Land, food and culture are the lifeblood of most communities, particularly in the American West. Acknowledging the growing interest in these topics, The Community Library in Ketchum will host a book discussion called Land, Food, Sustainability and Culture on Wednesday, Nov. 15, at 6 p.m.
Led by rancher and environmentalist Diane Peavey, the discussion will focus on three books, "Gardeners of Eden, Rediscovering Our Importance to Nature" by Dan Dagget; "Coming Home to Eat: The Pleasures and Politics of Local Foods" by Gary Nabhan; and "The Basque History of the World" by Mark Kurlansky.
Local ranchers, food producers and chefs will attend to talk about their relationships to these ideas and to the rugged landscapes and people of Central Idaho.
"There's a whole current of discussion in the community," said Mike Stevens, president of Carey-based Lava Lake Land and Livestock. Stevens will co-lead a discussion with Peavey. "We want to lead a discussion touching on the central themes of all three books," he said.
Dagget's book, "Gardeners of Eden,"presents new ideas and attitudes toward land preservation and use that are provocative but ultimately sensible.
"I encourage people to talk about Dan Dagget's book because there is a beneficial role for people to play in their landscape," Stevens said. "Mankind is a force of degradation, but we can play a beneficial role."
Dagget writes about nature with a wholehearted view.
But the controversy over land use takes on a fresh perspective when combined with the meaning and role of food in modern society. This is featured in Nabhan's "Coming Home to Eat."
"There is a lot of discussion and more on local food availability and food production," Stevens said. "Gary Nabhan's view is simply that eating locally and encouraging and sustaining local food production systems is not a quaint hobby for food aficionados. It is about maintaining our society and a sense of using less fossil fuels and encouraging land saving devices."
Ultimately, it is the person who prepares the food who witnesses this battle and becomes a "nexus" for communities and food, Stevens said.
"What does it really take to produce the food we want and want to eat?" Stevens asked. "Environmentalists did not have much in common with local ranchers and farmers and within bringing those opposing groups together it does not excuse anyone from managing the land well. It puts an onus on the environmentalist from where food is going to come from and putting a face with a farmer and rancher."
There is a serious interest in this idea and, through examinations of cultures of the past and present, new notions can be presented about the management of a changing environment.
In "The Basque History of the World," Kurlansky identifies the Basque culture through their history as a people who have adapted survival skills through welcoming and accepting outside influences. As an evolving people they have built a culture from regional conflict and exploration, which has sustained itself through its own adaptability.

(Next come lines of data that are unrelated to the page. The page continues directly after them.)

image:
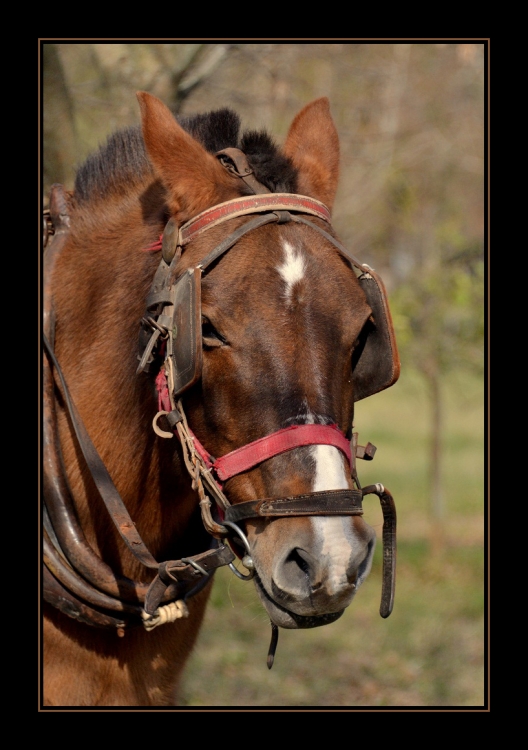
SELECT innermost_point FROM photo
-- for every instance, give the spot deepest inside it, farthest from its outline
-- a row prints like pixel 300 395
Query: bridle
pixel 170 330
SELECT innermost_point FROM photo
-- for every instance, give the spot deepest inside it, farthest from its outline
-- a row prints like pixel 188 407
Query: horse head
pixel 282 348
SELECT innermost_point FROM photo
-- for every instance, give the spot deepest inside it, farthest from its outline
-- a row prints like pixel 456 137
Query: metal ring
pixel 248 550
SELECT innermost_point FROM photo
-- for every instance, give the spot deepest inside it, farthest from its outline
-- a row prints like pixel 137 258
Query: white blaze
pixel 293 268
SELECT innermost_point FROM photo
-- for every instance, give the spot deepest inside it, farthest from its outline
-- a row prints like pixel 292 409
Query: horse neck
pixel 99 287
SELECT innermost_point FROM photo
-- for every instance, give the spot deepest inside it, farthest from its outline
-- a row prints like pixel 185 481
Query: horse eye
pixel 210 336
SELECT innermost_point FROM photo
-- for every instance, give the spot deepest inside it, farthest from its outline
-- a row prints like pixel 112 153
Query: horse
pixel 205 338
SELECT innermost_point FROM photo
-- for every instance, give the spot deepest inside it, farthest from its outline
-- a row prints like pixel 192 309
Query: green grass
pixel 430 651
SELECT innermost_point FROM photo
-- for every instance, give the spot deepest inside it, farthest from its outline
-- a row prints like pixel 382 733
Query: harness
pixel 76 580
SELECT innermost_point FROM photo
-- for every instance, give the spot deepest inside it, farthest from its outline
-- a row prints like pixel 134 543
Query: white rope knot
pixel 167 613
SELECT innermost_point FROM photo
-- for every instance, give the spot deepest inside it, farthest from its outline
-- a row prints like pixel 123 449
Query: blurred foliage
pixel 410 203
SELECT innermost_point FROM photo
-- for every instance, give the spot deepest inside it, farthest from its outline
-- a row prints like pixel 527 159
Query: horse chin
pixel 284 618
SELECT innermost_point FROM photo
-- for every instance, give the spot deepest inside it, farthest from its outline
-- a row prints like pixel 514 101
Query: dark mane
pixel 122 161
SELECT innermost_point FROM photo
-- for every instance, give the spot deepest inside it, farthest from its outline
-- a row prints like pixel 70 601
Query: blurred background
pixel 411 118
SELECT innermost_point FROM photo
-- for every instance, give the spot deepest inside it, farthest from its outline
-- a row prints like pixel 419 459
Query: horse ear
pixel 193 177
pixel 313 146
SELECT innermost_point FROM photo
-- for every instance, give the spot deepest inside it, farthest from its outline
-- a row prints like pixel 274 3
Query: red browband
pixel 253 204
pixel 250 455
pixel 241 207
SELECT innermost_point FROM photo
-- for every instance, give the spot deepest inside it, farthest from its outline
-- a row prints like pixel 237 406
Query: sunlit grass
pixel 430 651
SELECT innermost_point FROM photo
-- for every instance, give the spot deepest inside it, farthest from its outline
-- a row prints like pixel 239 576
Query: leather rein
pixel 76 580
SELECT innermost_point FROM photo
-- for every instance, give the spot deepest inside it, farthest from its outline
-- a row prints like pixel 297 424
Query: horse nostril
pixel 305 563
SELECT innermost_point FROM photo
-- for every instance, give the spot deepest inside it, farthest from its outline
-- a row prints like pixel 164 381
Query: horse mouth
pixel 285 618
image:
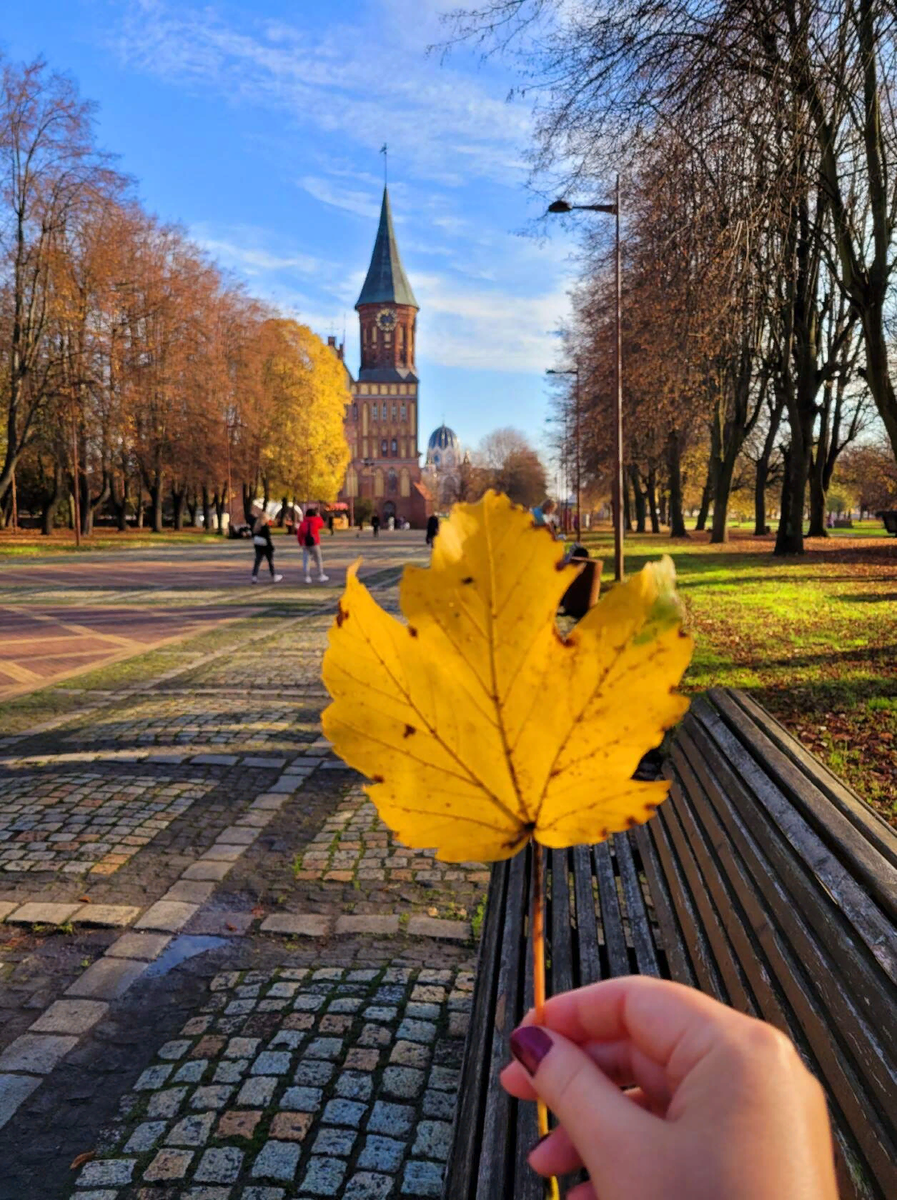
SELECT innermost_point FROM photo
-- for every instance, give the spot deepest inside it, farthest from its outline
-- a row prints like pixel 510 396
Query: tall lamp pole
pixel 575 372
pixel 614 210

Kurlansky has written several books on food and culture such as "Cod," "Salt" and his latest, "The Big Oyster." He believes that food is the best entrée into learning about a people and the evolution of economy and commerce. The addition of Kurlansky brings the discussion full circle.
"My sense is that we want to tie up the discussion with practical issues that affect the community and the content of each author," Stevens said. "It will not be geared to solving how to get a local food distribution in place. Our goal is not to formulate an agenda for further need."